Pollak has assembled a lot of great comedians, as well as people who have dabbled in comedy, like Tom Hanks, who prepared to play a comedian in Punchline by performing stand-up in tiny clubs. And while these interviews are generally entertaining and playful, they lack any new insight into the comic mind. As for what William H. Macy is doing in the film, that’s anyone’s guess.
It might seem churlish to bemoan people’s happiness, but for a documentary with misery in the title and misery as its subject, this seems like an awful chipper bunch, quick with a smile and a self-deprecating wisecrack. More than anything, Misery Loves Comedy does not need to exist. The niche it aims to fill has already been occupied by people willing to go much deeper than Pollak. Perhaps because he’s been such a successful comedian for so long (he currently reigns as our preeminent Christopher Walken impersonator), Pollak seems more interested in the comedy part of the title than the misery component, and that’s where the really interesting stories lie.

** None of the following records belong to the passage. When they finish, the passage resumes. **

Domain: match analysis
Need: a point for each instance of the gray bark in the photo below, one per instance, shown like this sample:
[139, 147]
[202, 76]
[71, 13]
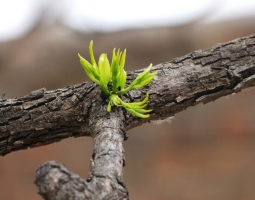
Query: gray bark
[44, 117]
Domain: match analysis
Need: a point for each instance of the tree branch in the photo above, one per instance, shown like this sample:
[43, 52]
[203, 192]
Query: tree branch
[105, 179]
[44, 117]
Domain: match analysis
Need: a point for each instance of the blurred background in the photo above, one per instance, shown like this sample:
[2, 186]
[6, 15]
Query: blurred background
[205, 152]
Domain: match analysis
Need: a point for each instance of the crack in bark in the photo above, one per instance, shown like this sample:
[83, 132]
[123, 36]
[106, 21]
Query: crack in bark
[44, 117]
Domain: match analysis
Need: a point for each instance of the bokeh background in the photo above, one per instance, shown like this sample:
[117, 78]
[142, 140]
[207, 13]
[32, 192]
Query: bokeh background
[205, 152]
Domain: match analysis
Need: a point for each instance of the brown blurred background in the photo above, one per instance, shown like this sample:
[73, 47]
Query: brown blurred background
[206, 152]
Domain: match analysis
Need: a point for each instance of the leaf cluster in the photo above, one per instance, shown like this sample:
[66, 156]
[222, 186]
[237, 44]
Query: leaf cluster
[105, 75]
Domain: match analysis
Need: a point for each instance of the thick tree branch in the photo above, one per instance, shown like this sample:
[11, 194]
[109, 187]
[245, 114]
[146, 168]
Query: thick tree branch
[105, 179]
[44, 117]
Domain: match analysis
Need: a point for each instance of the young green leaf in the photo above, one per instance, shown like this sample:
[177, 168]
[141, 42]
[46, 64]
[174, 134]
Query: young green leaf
[104, 71]
[89, 69]
[103, 74]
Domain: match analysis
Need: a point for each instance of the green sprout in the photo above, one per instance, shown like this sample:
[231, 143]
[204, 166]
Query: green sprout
[105, 75]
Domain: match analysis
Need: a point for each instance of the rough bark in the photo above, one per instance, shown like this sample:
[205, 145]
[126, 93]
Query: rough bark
[44, 117]
[54, 181]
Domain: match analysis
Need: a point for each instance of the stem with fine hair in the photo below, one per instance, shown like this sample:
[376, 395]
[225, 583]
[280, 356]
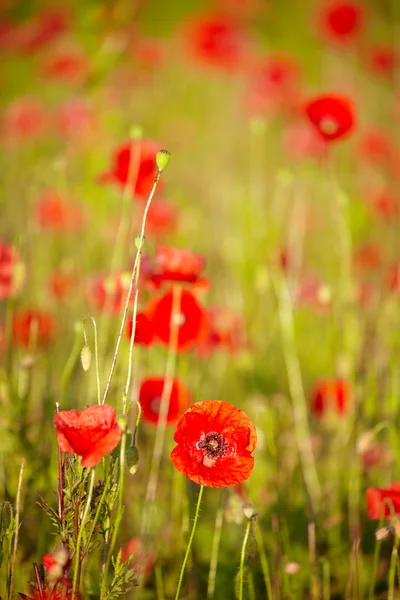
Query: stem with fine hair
[188, 547]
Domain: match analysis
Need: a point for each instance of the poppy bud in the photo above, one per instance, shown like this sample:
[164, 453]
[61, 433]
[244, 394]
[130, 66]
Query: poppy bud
[162, 159]
[86, 357]
[132, 459]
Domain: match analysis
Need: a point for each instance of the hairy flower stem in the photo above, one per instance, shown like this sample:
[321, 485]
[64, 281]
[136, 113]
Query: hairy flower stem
[132, 282]
[78, 556]
[189, 545]
[242, 558]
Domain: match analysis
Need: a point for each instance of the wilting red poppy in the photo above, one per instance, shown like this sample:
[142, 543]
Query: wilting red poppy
[54, 214]
[143, 331]
[332, 116]
[214, 444]
[33, 326]
[383, 501]
[12, 271]
[150, 394]
[91, 433]
[214, 40]
[123, 166]
[341, 21]
[330, 394]
[142, 561]
[191, 320]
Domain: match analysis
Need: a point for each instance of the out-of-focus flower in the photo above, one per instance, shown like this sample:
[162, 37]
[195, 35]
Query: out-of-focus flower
[33, 326]
[214, 444]
[333, 116]
[214, 40]
[150, 394]
[91, 433]
[330, 394]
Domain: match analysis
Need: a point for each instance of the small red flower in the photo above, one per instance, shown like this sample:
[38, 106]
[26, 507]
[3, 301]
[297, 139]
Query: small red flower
[150, 394]
[214, 444]
[144, 335]
[33, 326]
[215, 40]
[331, 394]
[332, 116]
[383, 501]
[91, 433]
[191, 320]
[142, 562]
[341, 21]
[123, 166]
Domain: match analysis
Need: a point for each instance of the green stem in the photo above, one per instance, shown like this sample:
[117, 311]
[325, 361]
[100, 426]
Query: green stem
[242, 557]
[81, 528]
[196, 518]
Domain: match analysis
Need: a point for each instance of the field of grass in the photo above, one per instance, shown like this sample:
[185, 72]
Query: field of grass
[199, 201]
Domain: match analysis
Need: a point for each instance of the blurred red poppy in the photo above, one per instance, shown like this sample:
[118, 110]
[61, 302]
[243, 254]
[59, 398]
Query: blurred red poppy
[143, 331]
[124, 165]
[332, 116]
[150, 394]
[142, 561]
[330, 394]
[214, 444]
[91, 433]
[191, 320]
[383, 502]
[33, 326]
[214, 40]
[341, 21]
[12, 271]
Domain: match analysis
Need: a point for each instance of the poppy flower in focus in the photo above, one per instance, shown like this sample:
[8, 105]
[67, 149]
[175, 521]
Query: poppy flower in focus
[215, 40]
[54, 214]
[33, 326]
[91, 433]
[383, 501]
[214, 444]
[142, 561]
[330, 394]
[123, 166]
[191, 320]
[143, 331]
[332, 116]
[341, 21]
[150, 394]
[12, 271]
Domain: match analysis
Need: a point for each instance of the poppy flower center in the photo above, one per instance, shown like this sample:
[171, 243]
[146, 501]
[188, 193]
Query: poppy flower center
[214, 446]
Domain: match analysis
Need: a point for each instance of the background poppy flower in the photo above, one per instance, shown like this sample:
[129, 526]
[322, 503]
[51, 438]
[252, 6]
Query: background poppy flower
[191, 320]
[150, 394]
[214, 444]
[332, 116]
[91, 433]
[383, 501]
[33, 326]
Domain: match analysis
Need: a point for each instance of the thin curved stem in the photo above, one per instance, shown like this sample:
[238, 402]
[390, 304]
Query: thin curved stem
[188, 547]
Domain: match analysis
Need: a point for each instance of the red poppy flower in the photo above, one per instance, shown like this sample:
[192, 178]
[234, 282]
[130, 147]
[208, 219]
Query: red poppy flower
[150, 394]
[383, 501]
[143, 331]
[142, 176]
[214, 444]
[332, 116]
[55, 214]
[12, 271]
[33, 326]
[191, 320]
[214, 40]
[341, 21]
[330, 394]
[91, 433]
[142, 561]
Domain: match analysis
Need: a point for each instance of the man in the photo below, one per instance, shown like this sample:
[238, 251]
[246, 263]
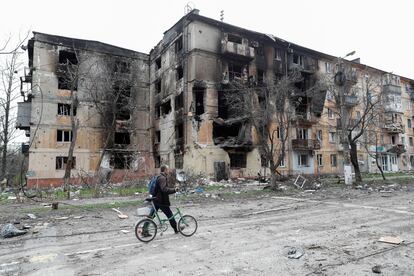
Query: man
[162, 198]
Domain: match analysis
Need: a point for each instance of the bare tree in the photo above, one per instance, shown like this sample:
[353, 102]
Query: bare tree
[9, 69]
[360, 110]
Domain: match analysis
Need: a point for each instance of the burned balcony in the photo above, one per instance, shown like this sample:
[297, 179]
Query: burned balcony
[351, 100]
[23, 115]
[303, 119]
[305, 144]
[394, 128]
[396, 149]
[392, 89]
[236, 47]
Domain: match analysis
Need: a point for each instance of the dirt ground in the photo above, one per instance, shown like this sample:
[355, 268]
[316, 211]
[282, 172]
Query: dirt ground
[248, 233]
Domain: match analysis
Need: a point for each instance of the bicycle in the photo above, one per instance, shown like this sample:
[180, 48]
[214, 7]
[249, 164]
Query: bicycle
[146, 229]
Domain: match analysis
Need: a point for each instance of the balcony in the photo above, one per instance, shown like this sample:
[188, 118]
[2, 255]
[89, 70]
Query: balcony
[392, 89]
[236, 50]
[305, 144]
[23, 115]
[351, 100]
[396, 149]
[303, 120]
[394, 128]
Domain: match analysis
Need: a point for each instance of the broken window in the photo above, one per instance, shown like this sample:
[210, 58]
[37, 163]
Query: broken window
[157, 111]
[237, 160]
[333, 160]
[320, 160]
[166, 107]
[157, 136]
[302, 160]
[64, 109]
[157, 161]
[179, 161]
[278, 54]
[122, 138]
[179, 44]
[234, 38]
[179, 102]
[180, 72]
[67, 57]
[158, 64]
[122, 67]
[199, 100]
[62, 162]
[302, 133]
[64, 135]
[121, 160]
[158, 86]
[122, 95]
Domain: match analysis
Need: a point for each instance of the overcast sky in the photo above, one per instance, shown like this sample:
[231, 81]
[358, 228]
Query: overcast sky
[381, 32]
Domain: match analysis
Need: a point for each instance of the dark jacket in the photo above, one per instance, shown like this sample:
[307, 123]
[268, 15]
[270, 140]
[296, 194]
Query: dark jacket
[162, 191]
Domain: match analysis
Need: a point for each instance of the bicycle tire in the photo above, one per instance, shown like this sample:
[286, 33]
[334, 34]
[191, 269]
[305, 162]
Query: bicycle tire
[151, 230]
[187, 225]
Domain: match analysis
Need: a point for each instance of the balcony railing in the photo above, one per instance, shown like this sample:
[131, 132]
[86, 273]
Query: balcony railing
[237, 50]
[305, 144]
[391, 88]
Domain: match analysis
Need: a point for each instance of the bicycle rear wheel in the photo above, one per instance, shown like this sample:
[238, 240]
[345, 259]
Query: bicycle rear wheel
[146, 230]
[187, 225]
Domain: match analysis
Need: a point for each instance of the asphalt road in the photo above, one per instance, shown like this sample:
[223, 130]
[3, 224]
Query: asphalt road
[339, 236]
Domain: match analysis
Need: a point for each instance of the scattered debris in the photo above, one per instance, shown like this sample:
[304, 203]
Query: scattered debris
[120, 214]
[376, 269]
[62, 218]
[392, 240]
[295, 252]
[31, 216]
[9, 231]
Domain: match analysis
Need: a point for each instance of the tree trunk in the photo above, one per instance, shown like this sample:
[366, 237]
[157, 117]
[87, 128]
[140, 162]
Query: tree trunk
[354, 160]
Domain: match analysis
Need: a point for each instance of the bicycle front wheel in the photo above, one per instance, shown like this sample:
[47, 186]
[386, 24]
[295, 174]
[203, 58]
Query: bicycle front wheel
[146, 230]
[187, 225]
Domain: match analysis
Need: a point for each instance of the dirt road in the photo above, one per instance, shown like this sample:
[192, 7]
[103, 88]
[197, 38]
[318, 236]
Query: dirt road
[339, 236]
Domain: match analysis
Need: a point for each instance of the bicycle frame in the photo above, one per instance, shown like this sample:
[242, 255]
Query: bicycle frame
[161, 220]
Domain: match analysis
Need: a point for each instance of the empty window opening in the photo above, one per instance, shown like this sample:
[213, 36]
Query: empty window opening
[121, 160]
[179, 161]
[122, 67]
[122, 138]
[158, 86]
[199, 100]
[67, 57]
[166, 107]
[158, 63]
[64, 110]
[179, 102]
[180, 72]
[64, 135]
[303, 160]
[157, 160]
[157, 111]
[62, 162]
[234, 38]
[237, 160]
[179, 44]
[157, 136]
[333, 160]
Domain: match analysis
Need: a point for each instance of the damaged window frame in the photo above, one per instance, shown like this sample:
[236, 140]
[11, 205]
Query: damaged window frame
[62, 161]
[64, 109]
[63, 136]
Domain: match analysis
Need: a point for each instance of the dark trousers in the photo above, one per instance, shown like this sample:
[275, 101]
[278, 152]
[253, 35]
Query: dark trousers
[167, 211]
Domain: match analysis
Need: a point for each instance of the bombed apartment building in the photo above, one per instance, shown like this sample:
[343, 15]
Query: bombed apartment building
[173, 106]
[106, 90]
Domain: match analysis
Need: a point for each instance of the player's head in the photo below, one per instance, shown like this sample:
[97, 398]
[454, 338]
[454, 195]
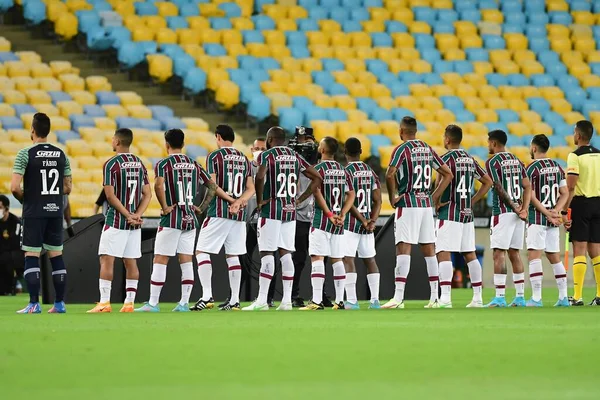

It’s hard not to compare Misery Loves Comedy with WTF, both because Maron is a prominent presence here and because the film would double as a dynamite name for Maron’s podcast. If WTF at its best is a satisfying dive into the complex psyches of those who make other people happy for a living, yet are often beset by sadness themselves, then Misery Loves Comedy is more like an amusing little dip in the kiddie pool on a Sunday afternoon. It’s fun, for the most part, but you don’t get a lot out of it.